Stack fault recovery #356

Patater · 2016-10-11T16:47:37Z

Recover from stacking and unstacking faults. Reprioritize faults relative to SVC, so we can recover from more faults and also, as a bonus, get better debug messages. (Other miscellaneous fixes are also included.)

Tested on EFM32GG and K64F with a test that fails before this PR's commits are applied and passes after this PR's commits are applied.

@AlessandroA @meriac @niklas-arm

niklarm · 2016-10-12T09:25:40Z

core/system/inc/page_allocator_config.h

+ * overwritten by the porting engineer for the current platform. */
 #ifndef UVISOR_PAGE_MAX_COUNT
-#define UVISOR_PAGE_MAX_COUNT (16UL)
+#define UVISOR_PAGE_MAX_COUNT (128UL)


I believe @meriac wanted this to stay low. This results in (128 + 8 + 31) / 32) = 5 * uint32_t * #boxes (something like 5 * (5 + 1) * 4 = 30 * 4 = 120B).

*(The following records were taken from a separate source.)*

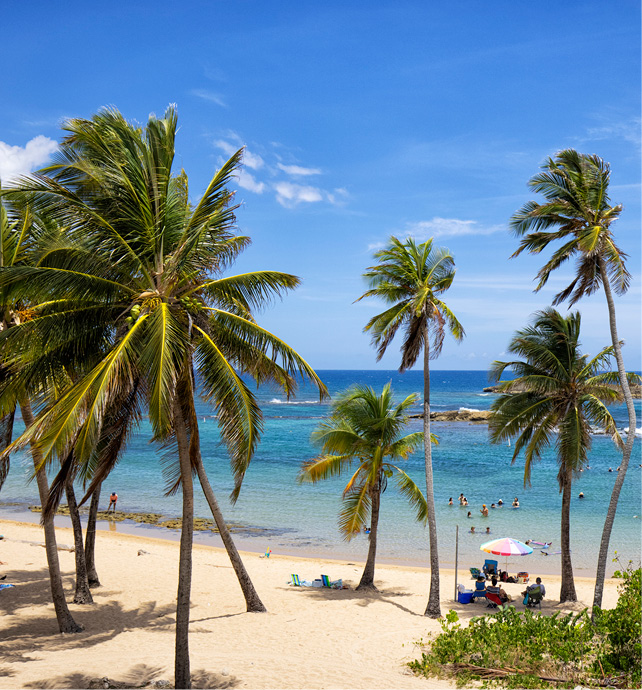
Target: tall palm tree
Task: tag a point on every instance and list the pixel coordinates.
(148, 276)
(557, 396)
(20, 241)
(411, 278)
(366, 428)
(577, 212)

@Patater Yes, 128 is way too high. Why ?

I didn't want to reduce process stack sizes just for the tiny pages tests, so we need enough pages in the page heap for allocating all the process stacks plus the test secure allocator. The test secure allocator needs to have at least as many pages available as the number of subregions available for the page heap, which is probably around 48 (6 regions * 8 subregions). In practice, this means around 95 pages: I rounded that up to the nearest power of two to get 128.

If we add a page invalidation API, instead of trying to allocate so many pages that old ones get pushed out of the MPU configuration, then we can keep this count as low as we want.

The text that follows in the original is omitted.